Another MRE index developed for evaluation of disease activity is the Crohn’s Disease Activity Score (CDAS). This was developed using a histopathologic grading score or the acute inflammation score (AIS) as a reference, and found significant association between MR features of active disease with acute inflammation [33]. More recently, a study modified CDAS into a global assessment score called the MRE global score (MEGS) and found that the MEGS model had a sensitivity of 65 % and specificity of 78 % for the detection of active disease [34].

Lastly, the Lémann score or the Crohn’s Disease Digestive Score is an instrument used to measure the cumulative structural damage to the bowel and takes into account disease damage location, severity, extent, progression, and reversibility, as measured by diagnostic imaging modalities (CTE or MRE) and history of surgical resection [35]. Rather than assessing the bowel at a single time point, this score accumulates over time and provides a graphic representation of structural bowel damage and risk for progression of disease. In order to facilitate widespread use and reproducibility, reliable imaging is needed, ideally a single modality and technique. In this role, MRE seems best suited for the development of a comprehensive scoring system to assess progression of CD and effect of treatment on long-term outcomes [36].

Future Directions

Emerging MRE sequences and fusion modalities continue to attempt to enhance accuracy, provide functional information, and serve as meaningful biomarkers.

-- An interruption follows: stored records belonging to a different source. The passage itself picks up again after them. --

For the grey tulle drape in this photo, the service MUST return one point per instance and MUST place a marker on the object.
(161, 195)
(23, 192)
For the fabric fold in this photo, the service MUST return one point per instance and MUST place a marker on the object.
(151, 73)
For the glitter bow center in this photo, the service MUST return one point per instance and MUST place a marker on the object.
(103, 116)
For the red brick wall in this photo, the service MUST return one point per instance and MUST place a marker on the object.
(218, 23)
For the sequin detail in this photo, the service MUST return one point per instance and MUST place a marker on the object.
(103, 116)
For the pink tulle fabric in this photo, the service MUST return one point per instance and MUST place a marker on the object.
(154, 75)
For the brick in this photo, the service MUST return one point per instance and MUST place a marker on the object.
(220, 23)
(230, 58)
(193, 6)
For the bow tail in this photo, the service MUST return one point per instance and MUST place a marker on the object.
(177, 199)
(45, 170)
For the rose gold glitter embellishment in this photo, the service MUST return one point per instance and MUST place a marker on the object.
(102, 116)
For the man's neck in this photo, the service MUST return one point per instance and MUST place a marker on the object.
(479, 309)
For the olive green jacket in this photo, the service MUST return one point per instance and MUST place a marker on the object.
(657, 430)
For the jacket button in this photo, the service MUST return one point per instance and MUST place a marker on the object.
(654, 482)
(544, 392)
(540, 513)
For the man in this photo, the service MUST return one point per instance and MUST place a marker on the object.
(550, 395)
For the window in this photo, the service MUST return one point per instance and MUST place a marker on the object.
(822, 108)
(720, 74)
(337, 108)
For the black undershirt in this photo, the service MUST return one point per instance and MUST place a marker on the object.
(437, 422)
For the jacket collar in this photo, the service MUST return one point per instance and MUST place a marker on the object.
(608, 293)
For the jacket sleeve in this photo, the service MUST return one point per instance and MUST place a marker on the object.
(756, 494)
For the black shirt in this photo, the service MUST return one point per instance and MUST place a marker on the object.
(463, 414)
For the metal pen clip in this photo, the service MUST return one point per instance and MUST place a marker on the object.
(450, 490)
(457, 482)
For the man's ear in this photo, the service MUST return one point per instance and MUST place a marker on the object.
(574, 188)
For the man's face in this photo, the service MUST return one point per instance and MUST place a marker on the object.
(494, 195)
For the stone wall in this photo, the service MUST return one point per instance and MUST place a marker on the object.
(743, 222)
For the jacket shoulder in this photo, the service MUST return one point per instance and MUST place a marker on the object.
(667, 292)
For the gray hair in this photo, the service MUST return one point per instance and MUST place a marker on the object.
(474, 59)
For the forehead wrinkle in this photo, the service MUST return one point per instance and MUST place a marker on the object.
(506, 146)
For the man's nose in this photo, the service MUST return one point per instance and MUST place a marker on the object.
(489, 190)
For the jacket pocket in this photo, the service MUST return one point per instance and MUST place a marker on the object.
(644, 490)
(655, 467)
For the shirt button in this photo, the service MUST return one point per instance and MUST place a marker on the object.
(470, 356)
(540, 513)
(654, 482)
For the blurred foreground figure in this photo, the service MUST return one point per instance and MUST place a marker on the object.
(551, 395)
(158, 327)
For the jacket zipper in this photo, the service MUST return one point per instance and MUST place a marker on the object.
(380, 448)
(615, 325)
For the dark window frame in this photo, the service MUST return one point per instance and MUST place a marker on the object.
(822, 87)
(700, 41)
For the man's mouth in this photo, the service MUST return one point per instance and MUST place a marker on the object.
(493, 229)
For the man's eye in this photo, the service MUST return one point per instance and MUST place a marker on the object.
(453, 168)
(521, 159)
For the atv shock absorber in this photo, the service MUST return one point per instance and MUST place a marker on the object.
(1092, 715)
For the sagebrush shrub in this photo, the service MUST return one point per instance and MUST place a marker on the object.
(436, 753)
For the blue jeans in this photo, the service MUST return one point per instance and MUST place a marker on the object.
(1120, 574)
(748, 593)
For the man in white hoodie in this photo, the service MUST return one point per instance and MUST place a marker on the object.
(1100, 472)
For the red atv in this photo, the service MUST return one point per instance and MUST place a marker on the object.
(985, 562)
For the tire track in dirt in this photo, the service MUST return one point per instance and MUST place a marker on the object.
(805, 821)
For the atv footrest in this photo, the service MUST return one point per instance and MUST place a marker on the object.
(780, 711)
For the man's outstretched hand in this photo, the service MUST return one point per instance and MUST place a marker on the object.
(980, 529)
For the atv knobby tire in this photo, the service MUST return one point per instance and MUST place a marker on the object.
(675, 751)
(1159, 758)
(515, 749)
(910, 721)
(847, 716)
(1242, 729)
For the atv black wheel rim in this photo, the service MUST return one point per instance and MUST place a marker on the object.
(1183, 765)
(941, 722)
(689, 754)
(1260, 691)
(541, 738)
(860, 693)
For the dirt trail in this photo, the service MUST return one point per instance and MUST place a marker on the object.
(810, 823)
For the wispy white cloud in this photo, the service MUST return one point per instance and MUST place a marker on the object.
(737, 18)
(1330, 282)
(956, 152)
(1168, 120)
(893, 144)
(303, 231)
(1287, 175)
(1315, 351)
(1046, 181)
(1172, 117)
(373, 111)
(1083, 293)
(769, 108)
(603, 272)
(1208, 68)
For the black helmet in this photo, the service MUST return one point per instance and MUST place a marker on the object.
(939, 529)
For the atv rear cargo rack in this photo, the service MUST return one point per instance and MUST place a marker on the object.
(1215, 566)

Hybrid positron emission tomography (PET)/MRE serves to combine the metabolic information of 2-[fluorine 18]-fluoro-2-deoxy-d-glucose (FDG) PET with the anatomic detail and soft-tissue contrast of MRE, while also decreasing the radiation exposure compared to PET/CT [3•]. A recent retrospective analysis found three quantitative biomarkers (SUVmax, SI on T2-weighted images × SUVmax, and ADC × SUVmax), which were significantly lower in fibrotic strictures compared to active inflammation alone and mixed fibrosis and active inflammation [3•]. Of these, ADC × SUVmax < 3000 performed the best (accuracy 71 %, sensitivity 67 %, and specificity 73 %) and offers a promising tool for guiding management if it can be more widely adopted and validated.

MT imaging generates contrast determined by the fraction of large macromolecules or immobilized phospholipid cell membranes in tissue and can be used to directly quantify fibrosis and differentiate from inflammation [37]. High MT ratios correlate with the presence of fibrosis and collagen in rats and have subsequently been shown to be feasible in humans [38, 39]. However, further research is needed to demonstrate reproducibility and added value in patient management.

Conclusion

MRE is a valuable noninvasive technique for imaging the entire gastrointestinal tract and extraintestinal organs in a single examination without ionizing radiation. The value of MRE is best established in patients with IBD, allowing for accurate initial diagnosis and subtyping by assessing the bowel lumen, bowel wall, and surrounding structures simultaneously. MRE is superior to CTE in its ability to evaluate disease activity over time, thereby assessing response to therapy while sparing the risk of cumulative radiation exposure. MRE can also identify extraintestinal findings, such as PSC, which affect long-term prognosis, but are difficult or impossible to fully assess endoscopically. Reliably predicting and quantifying fibrosis remains a shortcoming, but is an area of active research and novel techniques, including fusion PET/MRE and MT imaging, offer promise. Quantitative MRE indices have also been developed and validated for assessing treatment response in patients with IBD, which can help guide treatment toward mucosal healing. Little data exist for screening and characterizing small bowel neoplasms on MRE, though its soft-tissue contrast resolution, lack of ionizing radiation, and the ability to perform dynamic and functional sequences suggest the potential for an emerging role.